Center for Cancer Research, National Cancer Institute, Bethesda, MD.
Ewing sarcomas (ES) are bone and soft tissue tumors affecting children. Most ES tumors (approximately 85%) harbor a translocation between chromosomes 22 and 11 [t(11:22) (q24;q12)] which results in the generation of the fusion oncogene EWS-FLI1. EWS-FLI1 codes for the oncoprotein EWS-FLI1, an aberrant transcription factor required for ES tumorigenesis. Recently, a genome-wide loss-of-function (LOF) RNAi screen identified several genes involved in RNA processing as required for EWS-FLI1 activity. Due to the complexity of EWS-FLI1 gene organization, we hypothesized that constitutive expression of specific RNA processing proteins are required for the expression of EWS-FLI1 and hence EWS-FLI1 activity. Understanding the mechanism by which RNA processing regulates EWS-FLI1 expression may reveal new druggable targets for ES. To this end, we validated genes from the primary RNAi screen using a combination of luciferase reporter assays, cell viability, and quantitative and qualitative PCR-based techniques in 4 different ES cell lines. Using a reporter assay of EWS-FLI1 activity and siRNA-mediated LOF, we identified XPA binding protein 2 (XAB2) as a lead candidate.
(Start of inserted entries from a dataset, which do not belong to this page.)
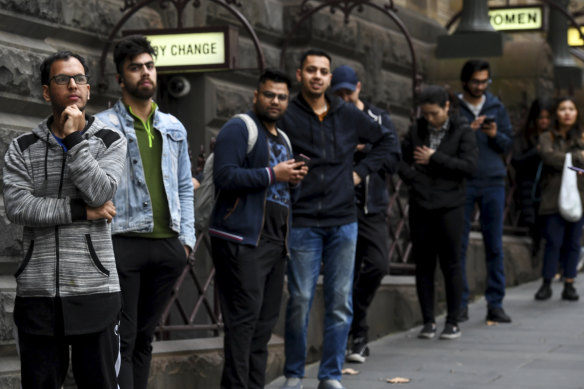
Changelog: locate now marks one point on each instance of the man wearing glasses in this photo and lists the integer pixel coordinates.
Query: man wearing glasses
(154, 230)
(59, 180)
(249, 228)
(489, 120)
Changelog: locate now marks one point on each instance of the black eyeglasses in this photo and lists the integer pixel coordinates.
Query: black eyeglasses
(271, 95)
(476, 82)
(64, 79)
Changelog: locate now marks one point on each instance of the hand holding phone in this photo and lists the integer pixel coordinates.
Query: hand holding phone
(489, 126)
(488, 120)
(576, 169)
(302, 158)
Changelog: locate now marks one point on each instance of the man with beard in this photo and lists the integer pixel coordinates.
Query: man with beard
(153, 231)
(488, 118)
(249, 228)
(59, 180)
(372, 199)
(327, 130)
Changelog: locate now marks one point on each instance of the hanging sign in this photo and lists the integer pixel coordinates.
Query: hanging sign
(574, 37)
(517, 19)
(193, 49)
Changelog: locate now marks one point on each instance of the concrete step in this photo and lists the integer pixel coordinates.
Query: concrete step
(198, 363)
(9, 372)
(8, 265)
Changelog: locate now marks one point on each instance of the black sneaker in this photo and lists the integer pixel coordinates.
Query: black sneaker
(569, 293)
(544, 292)
(451, 331)
(463, 315)
(498, 315)
(359, 351)
(428, 331)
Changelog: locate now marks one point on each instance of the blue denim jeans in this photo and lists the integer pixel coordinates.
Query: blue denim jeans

In this preliminary study, silencing of XAB2 by RNAi leads to a 3.3-fold decrease in EWS-FLI1 mRNA and a decrease in EWS-FLI1 protein levels. ES cell viability decreased in a time-dependent manner by approximately 40 and 65%, 48 and 72 h, respectively, following XAB2 LOF. This data suggests silencing of XAB2 down regulates EWS-FLI1 expression, and thus decreases cell viability. However, the exact mechanism by which XAB2 regulates EWS-FLI1 expression is unknown and remains the subject of ongoing investigation.